W jego opinii elektryczna Łada e-Largus trafi do produkcji jeszcze przed końcem roku.
Słowo "produkcja" trzeba jednak traktować w kategorii krótkiej, liczącej kilka egzemplarzy, partii pilotażowej.
"Ze wszystkich zapowiedzianych projektów e-Largus będzie jedynym prawdziwie rosyjskim pojazdem elektrycznym o wysokim stopniu lokalizacji" - stwierdził Sokołow.

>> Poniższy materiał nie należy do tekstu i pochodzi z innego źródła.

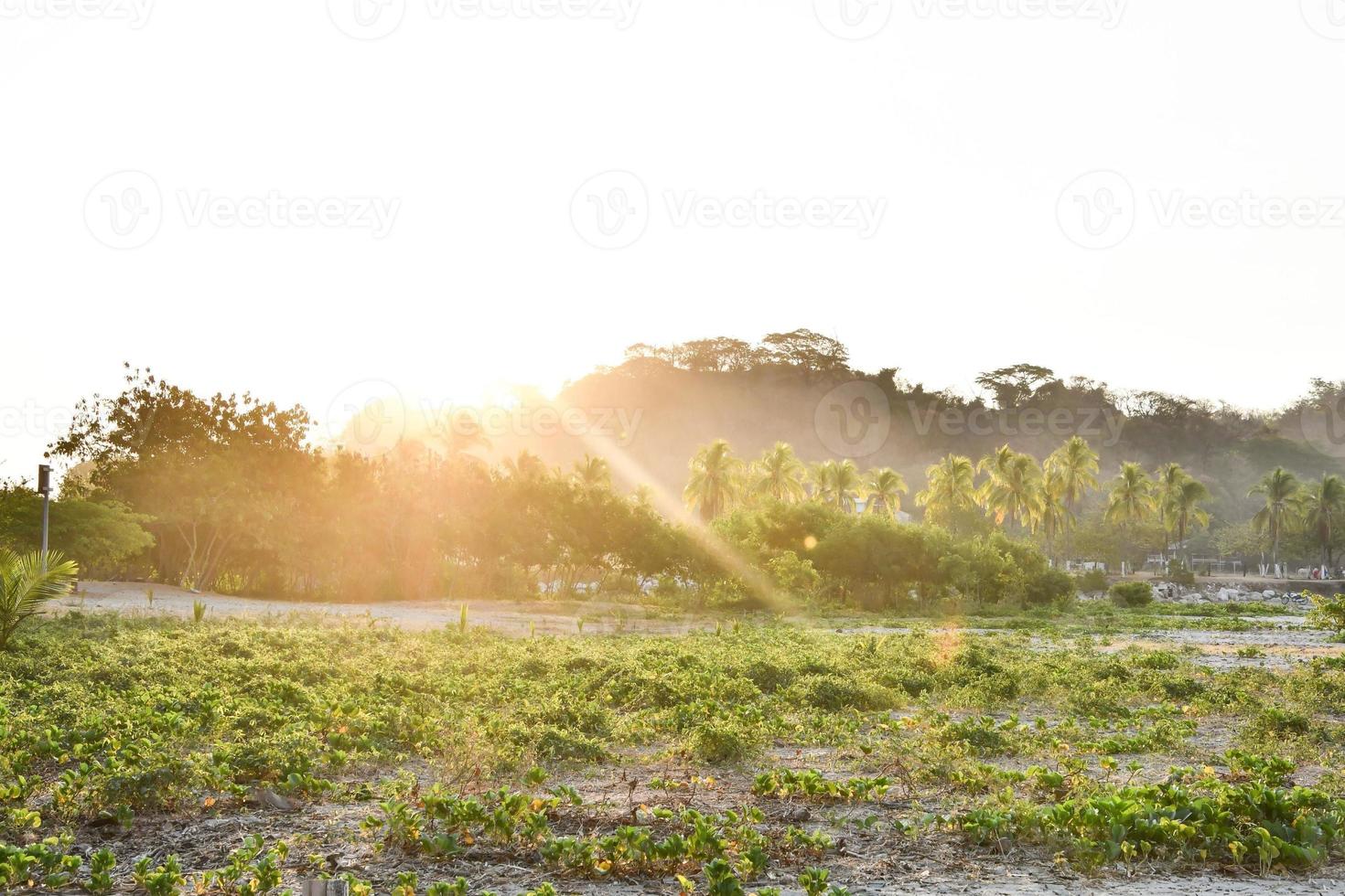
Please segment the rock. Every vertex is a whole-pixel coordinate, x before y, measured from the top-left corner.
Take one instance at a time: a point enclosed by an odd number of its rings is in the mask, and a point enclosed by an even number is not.
[[[281,797],[273,790],[258,790],[253,794],[253,799],[268,809],[276,809],[278,811],[299,811],[299,806],[295,801]]]

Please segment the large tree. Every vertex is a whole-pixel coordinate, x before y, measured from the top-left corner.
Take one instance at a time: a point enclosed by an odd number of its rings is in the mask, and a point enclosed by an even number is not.
[[[775,501],[802,501],[807,497],[803,478],[807,470],[794,449],[776,442],[761,453],[748,472],[748,489],[753,496]]]
[[[904,476],[890,467],[869,470],[863,484],[866,509],[870,513],[896,516],[901,510],[901,496],[911,489]]]
[[[1307,528],[1322,548],[1322,564],[1334,564],[1334,541],[1345,520],[1345,478],[1334,473],[1322,474],[1305,502]]]
[[[1270,532],[1271,563],[1279,566],[1279,545],[1289,527],[1302,513],[1303,485],[1297,476],[1276,466],[1263,476],[1247,496],[1260,497],[1264,501],[1262,509],[1252,517],[1252,524],[1259,532]]]
[[[956,529],[958,520],[976,505],[976,469],[971,458],[948,454],[925,470],[925,489],[916,504],[925,509],[925,520]]]
[[[1052,500],[1059,501],[1064,513],[1054,513],[1065,536],[1065,553],[1069,553],[1069,532],[1079,505],[1089,492],[1098,488],[1098,453],[1080,435],[1069,438],[1046,458],[1044,469],[1048,480],[1048,510]],[[1052,478],[1052,474],[1053,478]]]
[[[691,476],[682,497],[690,509],[699,510],[702,520],[713,520],[737,500],[741,476],[742,461],[725,439],[716,439],[691,458]]]
[[[148,516],[168,579],[208,588],[230,557],[282,541],[320,484],[309,424],[299,407],[200,398],[128,368],[118,395],[78,404],[54,450],[89,463],[91,497]]]

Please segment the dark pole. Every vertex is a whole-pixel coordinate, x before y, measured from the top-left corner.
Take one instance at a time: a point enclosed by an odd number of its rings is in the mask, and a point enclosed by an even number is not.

Deklaracja wydaje się o tyle zabawna, że sam e-Largus jest przecież zelektryfikowaną odmianą pierwszego Logana w wersji MCV, czyli francuskiej konstrukcji z 2006 roku, która zniknęła z europejskiego rynku blisko dekadę temu
Duster nie dla Rosjan. Popularne auto zniknie z rynku
Wszystko wskazuje na to, że w przypadku e-Largusa, który z racji na swój elektryczny napęd pozostanie najpewniej pojazdem niszowym, Francuzi zgodzili się odstąpić od - należnych z tytułu praw licencyjnych - tantiem. Tego samego zdecydowanie nie można jednak powiedzieć w przypadku Dustera. Jego rosyjska kariera definitywnie dobiegła właśnie końca. Sokołow przyznał, że opłaty licencyjne na rzecz Renault to około 4 proc. ostatecznej ceny pojazdu. Chociaż na pierwszy rzut oka może się to wydawać niewielką stawką, w rzeczywistości - z punktu widzenia producenta - trzeba ją traktować jako "zaporową".

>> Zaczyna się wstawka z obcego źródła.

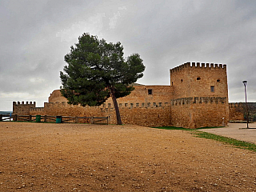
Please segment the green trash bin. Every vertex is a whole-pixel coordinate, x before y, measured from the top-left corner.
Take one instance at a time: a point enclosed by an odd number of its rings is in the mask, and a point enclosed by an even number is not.
[[[62,122],[62,116],[56,116],[56,123],[61,123]]]
[[[38,114],[35,116],[35,122],[41,122],[41,115]]]

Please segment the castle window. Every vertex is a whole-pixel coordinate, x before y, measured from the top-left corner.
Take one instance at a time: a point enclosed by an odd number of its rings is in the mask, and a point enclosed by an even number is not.
[[[214,92],[214,86],[210,86],[210,92]]]

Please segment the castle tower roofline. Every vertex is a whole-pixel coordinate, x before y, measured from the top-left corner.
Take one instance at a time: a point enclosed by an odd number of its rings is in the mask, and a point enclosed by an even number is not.
[[[170,70],[170,72],[174,73],[176,71],[183,70],[185,68],[209,68],[209,69],[226,69],[226,64],[214,64],[214,63],[204,63],[204,62],[185,62],[184,64],[176,66]]]

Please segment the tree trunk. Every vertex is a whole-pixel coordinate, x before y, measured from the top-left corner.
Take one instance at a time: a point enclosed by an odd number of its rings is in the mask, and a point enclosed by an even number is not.
[[[115,114],[116,114],[116,117],[117,117],[118,125],[122,125],[122,120],[121,120],[121,116],[120,116],[120,112],[119,112],[119,108],[118,108],[118,102],[117,102],[117,98],[114,96],[114,90],[113,87],[110,88],[110,95],[111,95],[111,98],[112,98],[112,101],[113,101],[113,104],[114,104],[114,110],[115,110]]]

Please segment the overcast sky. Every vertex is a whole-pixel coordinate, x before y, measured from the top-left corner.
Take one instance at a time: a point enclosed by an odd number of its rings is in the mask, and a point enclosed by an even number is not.
[[[144,61],[138,83],[170,85],[187,62],[227,65],[229,100],[256,102],[255,0],[0,0],[0,110],[43,106],[59,89],[64,55],[83,33],[121,42]]]

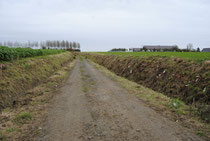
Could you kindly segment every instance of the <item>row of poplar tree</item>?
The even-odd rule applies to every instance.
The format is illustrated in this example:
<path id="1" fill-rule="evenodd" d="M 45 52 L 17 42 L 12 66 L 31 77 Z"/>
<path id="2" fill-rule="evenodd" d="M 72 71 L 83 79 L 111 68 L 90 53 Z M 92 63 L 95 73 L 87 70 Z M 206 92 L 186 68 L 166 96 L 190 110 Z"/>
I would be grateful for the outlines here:
<path id="1" fill-rule="evenodd" d="M 43 49 L 80 49 L 80 43 L 70 41 L 28 41 L 28 42 L 0 42 L 0 46 L 23 47 L 23 48 L 43 48 Z"/>

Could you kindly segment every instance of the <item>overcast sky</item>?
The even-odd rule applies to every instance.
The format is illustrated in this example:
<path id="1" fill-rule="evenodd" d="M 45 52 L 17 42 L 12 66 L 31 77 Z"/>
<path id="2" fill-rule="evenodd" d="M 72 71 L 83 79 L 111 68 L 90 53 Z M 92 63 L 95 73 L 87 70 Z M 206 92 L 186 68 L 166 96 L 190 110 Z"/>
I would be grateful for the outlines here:
<path id="1" fill-rule="evenodd" d="M 83 51 L 210 47 L 210 0 L 0 0 L 4 40 L 70 40 Z"/>

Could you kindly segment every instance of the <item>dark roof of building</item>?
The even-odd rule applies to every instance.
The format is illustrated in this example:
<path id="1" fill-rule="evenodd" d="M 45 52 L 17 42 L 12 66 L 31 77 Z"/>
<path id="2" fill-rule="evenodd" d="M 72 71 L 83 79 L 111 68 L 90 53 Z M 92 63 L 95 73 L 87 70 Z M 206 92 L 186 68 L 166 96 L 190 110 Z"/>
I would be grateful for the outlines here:
<path id="1" fill-rule="evenodd" d="M 210 48 L 204 48 L 202 52 L 210 52 Z"/>
<path id="2" fill-rule="evenodd" d="M 143 46 L 146 49 L 172 49 L 172 48 L 177 48 L 178 46 Z"/>

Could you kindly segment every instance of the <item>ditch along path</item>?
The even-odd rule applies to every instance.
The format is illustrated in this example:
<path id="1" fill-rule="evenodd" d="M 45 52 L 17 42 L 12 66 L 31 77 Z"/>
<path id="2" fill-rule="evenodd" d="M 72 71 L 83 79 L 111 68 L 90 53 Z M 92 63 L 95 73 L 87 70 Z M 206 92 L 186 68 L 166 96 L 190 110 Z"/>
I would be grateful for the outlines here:
<path id="1" fill-rule="evenodd" d="M 38 141 L 202 141 L 164 118 L 87 60 L 52 100 Z"/>

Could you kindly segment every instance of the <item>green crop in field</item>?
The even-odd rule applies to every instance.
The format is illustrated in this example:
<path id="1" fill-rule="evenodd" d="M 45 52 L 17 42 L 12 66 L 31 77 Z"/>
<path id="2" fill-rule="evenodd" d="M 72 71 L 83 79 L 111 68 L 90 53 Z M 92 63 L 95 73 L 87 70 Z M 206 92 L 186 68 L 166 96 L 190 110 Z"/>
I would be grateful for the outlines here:
<path id="1" fill-rule="evenodd" d="M 210 60 L 210 52 L 98 52 L 105 55 L 123 55 L 123 56 L 161 56 L 176 57 L 189 60 L 204 61 Z"/>
<path id="2" fill-rule="evenodd" d="M 11 61 L 19 58 L 58 54 L 64 50 L 8 48 L 0 46 L 0 61 Z"/>

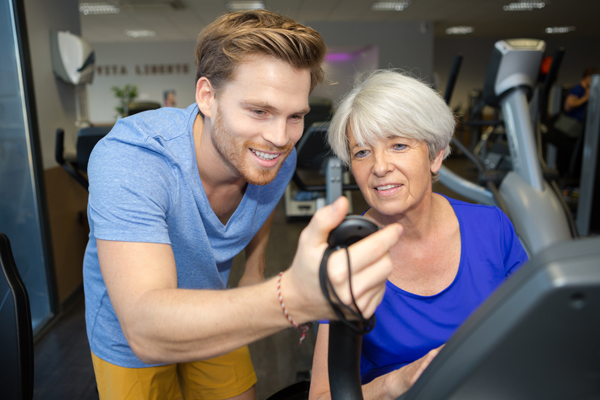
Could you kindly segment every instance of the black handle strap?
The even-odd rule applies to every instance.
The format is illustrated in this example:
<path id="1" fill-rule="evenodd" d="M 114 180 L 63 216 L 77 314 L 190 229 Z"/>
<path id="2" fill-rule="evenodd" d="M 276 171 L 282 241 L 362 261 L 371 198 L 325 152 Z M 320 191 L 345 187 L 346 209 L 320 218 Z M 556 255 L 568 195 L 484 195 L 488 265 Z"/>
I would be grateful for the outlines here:
<path id="1" fill-rule="evenodd" d="M 339 248 L 343 248 L 346 250 L 346 256 L 348 258 L 348 285 L 350 286 L 350 296 L 352 297 L 352 305 L 354 306 L 354 308 L 347 306 L 340 300 L 339 296 L 335 292 L 335 289 L 333 288 L 333 284 L 329 280 L 329 274 L 327 272 L 327 261 L 329 260 L 329 256 L 331 256 L 331 253 L 338 250 Z M 369 319 L 366 319 L 360 312 L 358 306 L 356 305 L 356 299 L 354 298 L 354 293 L 352 291 L 350 253 L 348 252 L 348 248 L 346 246 L 337 248 L 329 247 L 327 248 L 327 250 L 325 250 L 325 253 L 323 254 L 323 258 L 321 260 L 321 266 L 319 268 L 319 282 L 321 284 L 321 291 L 323 292 L 323 296 L 325 296 L 325 298 L 331 305 L 333 312 L 338 317 L 341 323 L 343 323 L 349 329 L 360 335 L 364 335 L 365 333 L 368 333 L 373 329 L 373 327 L 375 326 L 375 315 L 373 315 Z M 335 301 L 332 300 L 332 296 L 334 297 Z M 358 320 L 359 324 L 357 324 L 356 321 L 352 322 L 348 320 L 343 310 L 346 310 L 346 312 L 348 312 L 350 315 L 353 315 L 355 319 Z"/>

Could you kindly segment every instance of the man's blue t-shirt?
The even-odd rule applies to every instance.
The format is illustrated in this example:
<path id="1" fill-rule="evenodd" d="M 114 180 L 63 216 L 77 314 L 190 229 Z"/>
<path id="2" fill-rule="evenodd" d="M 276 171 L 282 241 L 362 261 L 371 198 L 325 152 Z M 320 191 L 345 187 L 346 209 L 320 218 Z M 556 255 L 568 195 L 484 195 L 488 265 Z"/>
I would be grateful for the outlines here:
<path id="1" fill-rule="evenodd" d="M 204 192 L 193 138 L 196 104 L 124 118 L 94 148 L 88 165 L 88 242 L 83 274 L 92 352 L 122 367 L 142 368 L 106 291 L 96 239 L 171 245 L 177 285 L 225 289 L 233 257 L 263 226 L 296 165 L 295 150 L 268 185 L 248 184 L 226 225 Z"/>
<path id="2" fill-rule="evenodd" d="M 583 88 L 583 86 L 581 86 L 581 83 L 577 84 L 569 91 L 569 96 L 571 96 L 571 95 L 577 97 L 578 99 L 585 96 L 585 89 Z M 579 107 L 575 107 L 575 108 L 571 109 L 570 111 L 565 112 L 565 114 L 571 118 L 575 118 L 577 121 L 579 121 L 580 123 L 583 124 L 583 122 L 584 122 L 583 118 L 585 117 L 586 108 L 587 108 L 587 103 L 584 103 L 584 104 L 580 105 Z"/>
<path id="3" fill-rule="evenodd" d="M 489 295 L 527 261 L 510 220 L 496 207 L 447 198 L 458 218 L 458 272 L 433 296 L 387 282 L 373 331 L 363 337 L 362 383 L 399 369 L 446 343 Z"/>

Przypomnijmy, że średnie marże producentów pojazdów najczęściej wahają się w okolicach 8 proc, a w przypadku aut popularnych, gdzie za zyski odpowiada głównie "efekt skali", potrafią być zdecydowanie niższe i wynoszą najczęściej między 5 a 6 proc.
Nie można zapominać, że decyzja o wycofaniu się Renault z rosyjskiego rynku oznaczała dla Łady przerwanie dostaw komponentów. W przypadku Dustera trzeba więc wykonać tytaniczną pracę stworzenia nowej listy dostawców z państw "zaprzyjaźnionych". Nie jest to niemożliwe, ale biorąc pod uwagę nakłady i czas potrzebny, by zrealizować tak ambitne przedsięwzięcie, przyszłość Dustera w Rosji wydaje się być skończona.
Mówiąc wprost - zanim powstałaby lista niezbędnych do zastąpienia komponentów, a dostawcy z Kaukazu czy Chin przestawili swoje zakłady na ich produkcję, obecna generacja Dustera byłaby już podobną motoryzacyjną skamieliną, co produkowana w Togliatti nieprzerwanie od 1977 roku Łada Niva.